Watching some of the World Cup matches on TV, it is clear that simply having great individual players is not always enough.

Obviously it helps to have a Torres or Gerrard in your side, but the most successful teams are often those that work together as a unit, where the players are genuinely motivated by putting on the national jersey and competing at the highest level.

As with football, so with business. Some of the most successful retailers of recent years have built strong, united teams whose collective strengths make them even more formidable than their significant individual talents.

It is no coincidence that many of these businesses also have effective processes by which they engage their staff at all levels of the organisation, such as John Lewis’s weekly staff magazine The Gazette.

At Kingfisher we operate several similar two-way channels.
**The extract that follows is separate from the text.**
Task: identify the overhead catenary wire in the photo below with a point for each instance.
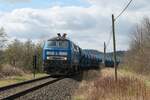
(109, 39)
(110, 35)
(123, 10)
For example, B&Q has its TEA (Tell Euan About) sessions, where groups of staff meet B&Q chief executive Euan Sutherland to discuss key issues and opportunities. One of our French businesses, Castorama, operates an interactive website and an in-house TV channel to encourage staff feedback.

The power of being involved in creating something, whether it be a new way of solving a problem or even a new strategy, is incredibly empowering and motivating. It is much more powerful than the top-down approach, where a tablet of stone is handed down by management with commandments saying: “Thou shalt not…”

By contrast, I think it was Chairman Mao who said: “Tell me and I’ll forget. Show me and I may not remember. Involve me and I’ll understand.”

This collective, inclusive approach is something we are working hard on at Kingfisher. In the past few days the top 250 managers at Kingfisher all got together in Barcelona to talk about the next phase of our strategy.

We have an ambition to be the world’s leading, local home improvement retailer and we want to create one team to fulfil that ambition, for our customers, staff, suppliers, shareholders and the communities in which we operate. But how we achieve our aims is very much for our wider management group to decide together.

So in Barcelona all the attendees were asked in advance to share their views on our business and these views then formed the basis of full and frank discussions at the conference. As we operate in eight countries, sharing ideas around the group is important, so at the conference venue we ran a ‘Spanish marketplace’ at which our people could see and ‘buy’ useful ideas from their colleagues in other countries.

This kind of inclusive approach can be slower and much harder work. But it is also much stronger and longer-lasting because everyone will feel that they have ownership of the plan, rather than having it imposed on them.

Of course, leadership teams need to lead and they must provide direction and a consistent message. But a unified team will always defeat a collection of disparate individuals. On that basis, I’m tipping Germany and Holland to do well in the World Cup because they have a real team spirit.

And, as I write this, I’m still hoping that England can recover theirs.